The Levy Institute has the one pager Exit Keynes the Friedmanite, Enter Minsky’s Keynes by Robert J, Barbera co-director of the Center for Financial Economics at the Johns Hopkins University.
Brad DeLong recently reposted his 1996 review of John Maynard Keynes’s A Tract on Monetary Reform(1924). DeLong makes the case, quite compellingly, that Keynes, in this book, provides us with the best monetarist monograph ever written. DeLong leads, however, with a sentence that, in 2013, he might want to alter: “This may well be Keynes’s best book.”

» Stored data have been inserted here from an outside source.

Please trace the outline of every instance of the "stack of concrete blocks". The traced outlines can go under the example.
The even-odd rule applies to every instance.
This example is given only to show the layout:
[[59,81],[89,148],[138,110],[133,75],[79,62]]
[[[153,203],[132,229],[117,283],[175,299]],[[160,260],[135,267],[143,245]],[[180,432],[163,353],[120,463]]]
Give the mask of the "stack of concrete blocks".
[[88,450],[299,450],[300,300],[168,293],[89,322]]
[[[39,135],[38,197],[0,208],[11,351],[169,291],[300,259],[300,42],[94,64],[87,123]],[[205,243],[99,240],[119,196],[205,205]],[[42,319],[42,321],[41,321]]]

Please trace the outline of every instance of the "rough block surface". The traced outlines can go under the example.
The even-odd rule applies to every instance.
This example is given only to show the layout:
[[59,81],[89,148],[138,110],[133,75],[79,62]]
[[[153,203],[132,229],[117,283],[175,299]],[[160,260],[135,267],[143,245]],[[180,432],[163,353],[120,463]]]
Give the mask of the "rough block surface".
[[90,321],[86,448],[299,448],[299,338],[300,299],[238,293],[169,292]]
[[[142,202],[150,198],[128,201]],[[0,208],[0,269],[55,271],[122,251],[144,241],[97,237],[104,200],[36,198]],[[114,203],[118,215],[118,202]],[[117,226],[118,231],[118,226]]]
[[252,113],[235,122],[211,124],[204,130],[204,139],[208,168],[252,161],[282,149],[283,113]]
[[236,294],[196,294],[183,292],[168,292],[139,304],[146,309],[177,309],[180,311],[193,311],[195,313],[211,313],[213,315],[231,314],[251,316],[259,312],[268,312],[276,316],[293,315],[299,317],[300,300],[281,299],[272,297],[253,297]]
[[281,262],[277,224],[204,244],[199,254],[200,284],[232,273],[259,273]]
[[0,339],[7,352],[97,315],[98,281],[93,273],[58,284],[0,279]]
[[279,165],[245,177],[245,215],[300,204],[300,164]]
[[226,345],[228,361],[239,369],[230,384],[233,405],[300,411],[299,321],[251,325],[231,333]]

It was the complete failure of the monetarist framework that led Keynes to deliver his General Theory in 1936. Quite sadly, in 1996 the Washington Consensus had effectively embraced the minimalist view of monetary policy responsibilities articulated by Keynes in 1924. And in so doing they set the world up for a 1929-style financial crisis in 2008–9
Finally, I understand why I was more right about the economy from Bill Clinton’s administration through the current moment than most of the economics professors of recent years. I learned my economics in the early 1960s. I was not lulled into the nonsense that the professionals fell into around 1996. The explanation of the two parts of Keynes’ career explains how two people can come to very different conclusions about what Keynes’ said.
I learned the Keynes that was based on what he learned during the depression. I didn’t realize that what he learned from the depression refuted a lot of what he thought before then. Of course it is silly of me to not have realized that a well respected economist having learned something from an experience must have meant that he didn’t know this before he had his great epiphany. If he didn’t know it before, then he must have thought something else before.
It is so clear when someone explains it to you.